The Catechism states in paragraph 873, “The very differences which the Lord has willed to put between the members of his body serve its unity and mission. For ‘in the Church there is diversity of ministry but unity of mission. To the apostles and their successors Christ has entrusted the office of teaching, sanctifying, and governing in his name and by his power. But the laity are made to share in the priestly, prophetical, and kingly office of Christ….’” One state cannot exist without the others, for each is necessary to support the others. Therefore, God must call us differently in his perfect will, and thus the Church recognizes three different main vocations.

The Church does recognize consecrated life as having “objective superiority,” which is something to be addressed in another article. However, we must address the idea that due to this concession and a lack of full understanding, people have developed the mentality that absolute holiness through contemplative prayer and mystical experiences is reserved for a select few within the few that recognize their calls to religious life.

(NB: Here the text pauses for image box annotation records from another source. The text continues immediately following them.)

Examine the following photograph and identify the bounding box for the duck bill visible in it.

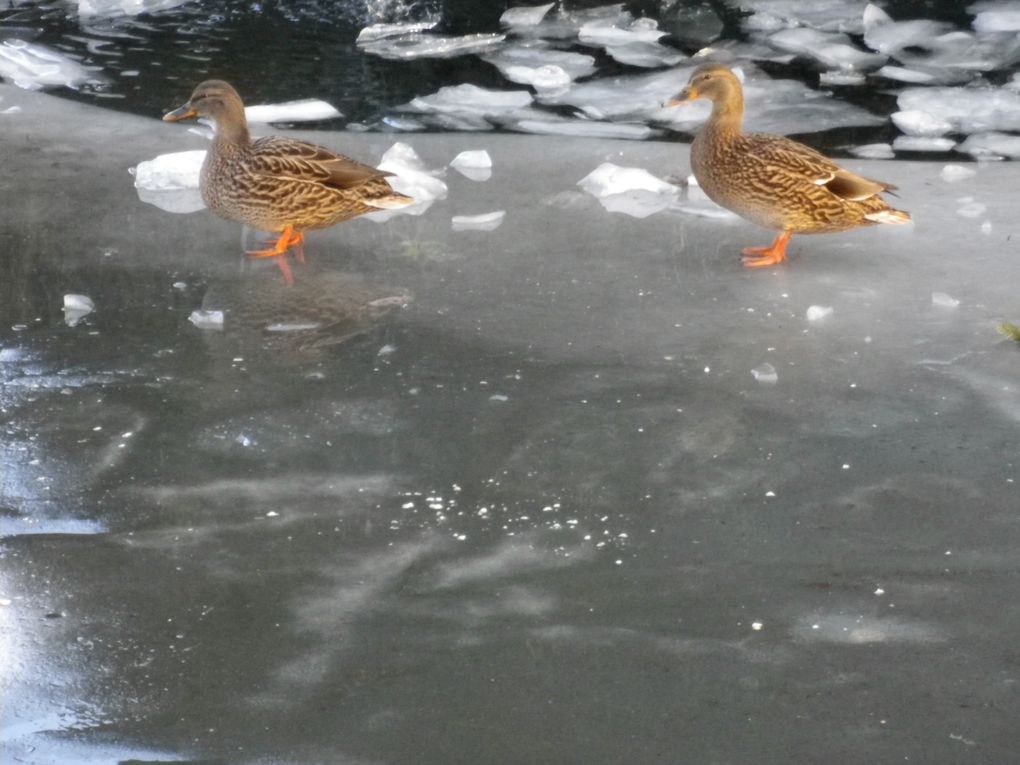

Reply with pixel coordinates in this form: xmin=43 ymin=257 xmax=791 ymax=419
xmin=163 ymin=104 xmax=198 ymax=122
xmin=665 ymin=86 xmax=698 ymax=108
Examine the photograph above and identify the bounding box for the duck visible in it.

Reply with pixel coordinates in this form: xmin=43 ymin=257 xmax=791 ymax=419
xmin=665 ymin=63 xmax=911 ymax=268
xmin=163 ymin=80 xmax=414 ymax=284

Fr. Thomas Dubay, in chapter 11 of his book “Fire Within,” analyzes the universal call to holiness and the misconception of a “two-tiered holiness” (which does not exist). Dubay wrote, “de facto fewness is no argument at all against de iure oughtness….We are all therefore called to the heights of prayer that alone make this heroic virtue [of the Gospels] possible.” In her own writings in “Interior Castle,” St. Teresa says of married life, “this is certainly a desirable state and there seems no reason why they should be denied entrance into the very last of the mansions; nor will the Lord deny them this if they desire it.”

Not all are called to religious life, but all are called to perfect holiness. We must be willing to sacrifice all we love and desire before we can truly live for Christ and see his will for us clearly, as he emphasizes in Matthew 16:25. St. Bernard of Clairvaux estimated that one-third of all people are called to religious life, but the number of people answering that call is staggeringly low. I think it is no surprise, though, when we recognize our unwillingness to sacrifice. If we truly trust God, we will stop clinging to anything other than him. If we sacrifice our personal plans and open our hearts to his, then no matter the vocation, we will unite ourselves to him in true holiness.